Here is a picture of the beautiful Mayan Volcano. A few weeks before we arrived, the volcano started smoking again, so part of what you see in this picture is smoke (although some is clouds too).

When I arrived in Metro-Manila last Sunday, the staff of FHI had a very busy week, and were unable to show me what I could do for my research in Fairview (which is where I am living for the rest of the summer).

The beginning of last week was very frustrating for me because I had absolutely nothing to do, and I am living with a family away from FHI staff members (so I was unable to speak to them regarding my research). And so, with nothing to do, and with the suggestion of my professor, I decided to contact my two classmates, Nick and Lauren, who are also in the Philippines for their own internship. They are working with a Christian NGO called CCT (Center for Community Transformation). CCT is a Microfinance Institution (MFI), so they provide loans, organize savings groups, etc…

On this past Wednesday, I met Nick and Lauren, and stayed with them until Saturday morning. We had a great time together, and I was able to learn a lot of very helpful and interesting information about CCT. I was also able to sit in and listen to 2 focus groups that Nick conducted, and I was able to observe two “Fellowship Groups” – weekly savings group meetings with bible study, where Lauren passed out a questionnaire.

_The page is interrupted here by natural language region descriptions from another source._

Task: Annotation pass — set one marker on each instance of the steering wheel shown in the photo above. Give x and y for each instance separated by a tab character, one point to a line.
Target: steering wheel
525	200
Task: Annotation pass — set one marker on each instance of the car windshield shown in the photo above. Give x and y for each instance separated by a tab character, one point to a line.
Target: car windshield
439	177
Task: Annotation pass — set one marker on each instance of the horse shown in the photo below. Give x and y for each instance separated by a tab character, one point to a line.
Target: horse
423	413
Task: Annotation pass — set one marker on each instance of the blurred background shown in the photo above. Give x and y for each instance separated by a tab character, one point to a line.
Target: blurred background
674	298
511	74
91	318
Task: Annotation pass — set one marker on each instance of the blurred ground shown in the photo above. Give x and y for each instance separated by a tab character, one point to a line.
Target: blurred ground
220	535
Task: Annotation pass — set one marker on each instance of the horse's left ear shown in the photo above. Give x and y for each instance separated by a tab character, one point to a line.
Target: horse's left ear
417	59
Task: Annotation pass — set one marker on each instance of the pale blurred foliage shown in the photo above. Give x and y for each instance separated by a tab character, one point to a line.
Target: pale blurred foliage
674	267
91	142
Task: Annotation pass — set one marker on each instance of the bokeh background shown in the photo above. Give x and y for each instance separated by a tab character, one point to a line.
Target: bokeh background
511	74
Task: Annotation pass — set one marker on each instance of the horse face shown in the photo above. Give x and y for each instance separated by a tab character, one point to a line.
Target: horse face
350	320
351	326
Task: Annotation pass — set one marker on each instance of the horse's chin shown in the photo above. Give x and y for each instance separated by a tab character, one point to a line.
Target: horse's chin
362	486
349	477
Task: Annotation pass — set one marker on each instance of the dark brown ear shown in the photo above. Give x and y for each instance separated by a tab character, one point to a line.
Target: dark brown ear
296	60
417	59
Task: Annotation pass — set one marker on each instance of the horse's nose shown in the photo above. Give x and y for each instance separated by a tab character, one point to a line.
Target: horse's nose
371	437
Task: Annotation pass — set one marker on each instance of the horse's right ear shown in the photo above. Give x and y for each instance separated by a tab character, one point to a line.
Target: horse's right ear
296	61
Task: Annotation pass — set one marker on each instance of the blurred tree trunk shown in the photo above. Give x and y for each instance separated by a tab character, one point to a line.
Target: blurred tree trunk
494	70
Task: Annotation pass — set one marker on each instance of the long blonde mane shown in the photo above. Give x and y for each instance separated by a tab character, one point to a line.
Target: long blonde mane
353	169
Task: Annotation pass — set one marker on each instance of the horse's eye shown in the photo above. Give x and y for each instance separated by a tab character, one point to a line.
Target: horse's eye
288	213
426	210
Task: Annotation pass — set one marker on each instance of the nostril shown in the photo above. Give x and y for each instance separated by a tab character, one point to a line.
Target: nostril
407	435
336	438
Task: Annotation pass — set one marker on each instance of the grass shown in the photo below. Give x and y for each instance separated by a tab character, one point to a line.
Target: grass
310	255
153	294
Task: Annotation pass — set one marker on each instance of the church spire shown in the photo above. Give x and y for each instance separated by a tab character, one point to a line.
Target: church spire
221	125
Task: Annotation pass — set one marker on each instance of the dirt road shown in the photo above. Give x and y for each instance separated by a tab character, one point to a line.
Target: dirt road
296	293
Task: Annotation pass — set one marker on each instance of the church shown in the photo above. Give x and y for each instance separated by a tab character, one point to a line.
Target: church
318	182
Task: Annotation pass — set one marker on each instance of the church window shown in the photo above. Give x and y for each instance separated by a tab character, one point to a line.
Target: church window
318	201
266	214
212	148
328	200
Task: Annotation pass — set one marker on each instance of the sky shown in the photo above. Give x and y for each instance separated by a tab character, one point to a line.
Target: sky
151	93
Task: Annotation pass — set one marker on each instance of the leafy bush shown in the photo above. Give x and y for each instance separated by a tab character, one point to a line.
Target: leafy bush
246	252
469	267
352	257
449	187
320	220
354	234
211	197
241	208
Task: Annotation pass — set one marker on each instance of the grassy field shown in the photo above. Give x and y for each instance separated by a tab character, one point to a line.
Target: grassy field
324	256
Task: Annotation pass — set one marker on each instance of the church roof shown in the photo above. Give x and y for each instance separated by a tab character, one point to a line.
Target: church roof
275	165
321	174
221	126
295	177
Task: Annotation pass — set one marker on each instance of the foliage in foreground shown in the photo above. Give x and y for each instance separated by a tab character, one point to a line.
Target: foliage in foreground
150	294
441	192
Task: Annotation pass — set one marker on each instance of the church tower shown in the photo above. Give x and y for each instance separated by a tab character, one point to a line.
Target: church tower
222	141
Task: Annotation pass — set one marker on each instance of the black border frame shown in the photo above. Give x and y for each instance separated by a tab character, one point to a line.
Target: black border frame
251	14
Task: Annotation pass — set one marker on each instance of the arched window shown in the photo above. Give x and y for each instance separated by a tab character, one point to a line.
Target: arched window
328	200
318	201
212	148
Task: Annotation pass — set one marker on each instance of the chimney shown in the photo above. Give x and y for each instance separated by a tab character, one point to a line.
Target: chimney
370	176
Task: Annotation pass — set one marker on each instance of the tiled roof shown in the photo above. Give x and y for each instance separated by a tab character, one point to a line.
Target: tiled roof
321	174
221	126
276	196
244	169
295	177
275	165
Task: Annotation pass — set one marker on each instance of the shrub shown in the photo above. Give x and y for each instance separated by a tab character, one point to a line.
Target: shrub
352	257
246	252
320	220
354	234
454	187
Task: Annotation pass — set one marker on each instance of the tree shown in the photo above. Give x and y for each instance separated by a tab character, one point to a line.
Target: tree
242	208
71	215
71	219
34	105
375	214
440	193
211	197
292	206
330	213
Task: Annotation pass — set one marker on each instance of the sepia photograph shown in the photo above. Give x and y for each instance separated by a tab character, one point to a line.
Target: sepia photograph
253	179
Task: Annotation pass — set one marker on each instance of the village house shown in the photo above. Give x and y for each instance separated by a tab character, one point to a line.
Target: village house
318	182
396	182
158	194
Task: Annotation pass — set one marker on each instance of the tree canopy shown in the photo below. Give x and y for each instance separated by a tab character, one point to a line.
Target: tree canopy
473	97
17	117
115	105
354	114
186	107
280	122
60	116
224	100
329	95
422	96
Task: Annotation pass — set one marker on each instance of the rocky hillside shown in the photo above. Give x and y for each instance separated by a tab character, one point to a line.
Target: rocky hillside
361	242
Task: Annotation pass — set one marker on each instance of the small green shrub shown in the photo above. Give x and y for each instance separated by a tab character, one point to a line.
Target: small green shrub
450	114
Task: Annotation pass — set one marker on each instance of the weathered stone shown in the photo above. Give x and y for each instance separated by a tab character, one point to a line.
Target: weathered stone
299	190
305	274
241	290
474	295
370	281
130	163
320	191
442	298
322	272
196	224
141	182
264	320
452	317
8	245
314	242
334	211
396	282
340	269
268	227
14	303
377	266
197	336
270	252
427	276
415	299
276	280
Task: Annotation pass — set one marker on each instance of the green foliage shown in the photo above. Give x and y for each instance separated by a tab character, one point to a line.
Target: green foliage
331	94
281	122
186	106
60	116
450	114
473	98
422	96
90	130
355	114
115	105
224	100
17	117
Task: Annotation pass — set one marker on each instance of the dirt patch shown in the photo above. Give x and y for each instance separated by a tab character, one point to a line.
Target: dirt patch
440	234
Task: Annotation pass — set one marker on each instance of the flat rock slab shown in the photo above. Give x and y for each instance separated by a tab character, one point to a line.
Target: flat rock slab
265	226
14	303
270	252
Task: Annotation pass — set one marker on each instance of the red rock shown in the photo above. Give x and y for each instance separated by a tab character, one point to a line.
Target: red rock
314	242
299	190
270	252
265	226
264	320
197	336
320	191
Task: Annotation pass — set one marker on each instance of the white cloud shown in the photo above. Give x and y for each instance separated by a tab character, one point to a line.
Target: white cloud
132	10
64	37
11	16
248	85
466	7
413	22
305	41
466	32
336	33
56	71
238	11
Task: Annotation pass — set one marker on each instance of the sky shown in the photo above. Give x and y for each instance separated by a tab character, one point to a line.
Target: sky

This week, my research will resume, and tomorrow, I will be able to meet with beneficiaries of FHI, and people who used to be involved in FHI-sponsored savings groups. This will be good for me, because I will begin to be able to compare and contrast the experiences that people in Fairview had to those that residents had in Pook.

For this week and for the rest of my internship (which is only 4 weeks), please pray for two things:
1. Please pray that I would constantly and consistently humble myself, and have a humble spirit as I interact with my supervisor, FHI staff, the other interns who are here with FHI, the Filipino people, and with my work. Even though I am a “community development” major, I know absolutely nothing when it comes to actual experience. That is what this internship is for, and I am here to be a student and to learn.
2. Please pray that I would continue to have direction in my research, and that I would be able to accomplish what I need to by the end of the summer. Before I leave, I will be writing a massive paper and will be giving a presentation to the FHI staff. Please pray that this week I will be able to begin my interviews again, and that when plans do change, and when things don’t work out the way I want them to, that I will be flexible and be willing to adapt. Last week was great, and I am very thankful for the opportunity that I had to learn about CCT and what they do in the Philippines. Who knows? Maybe if I could go back there if it turns out I will not have much to do.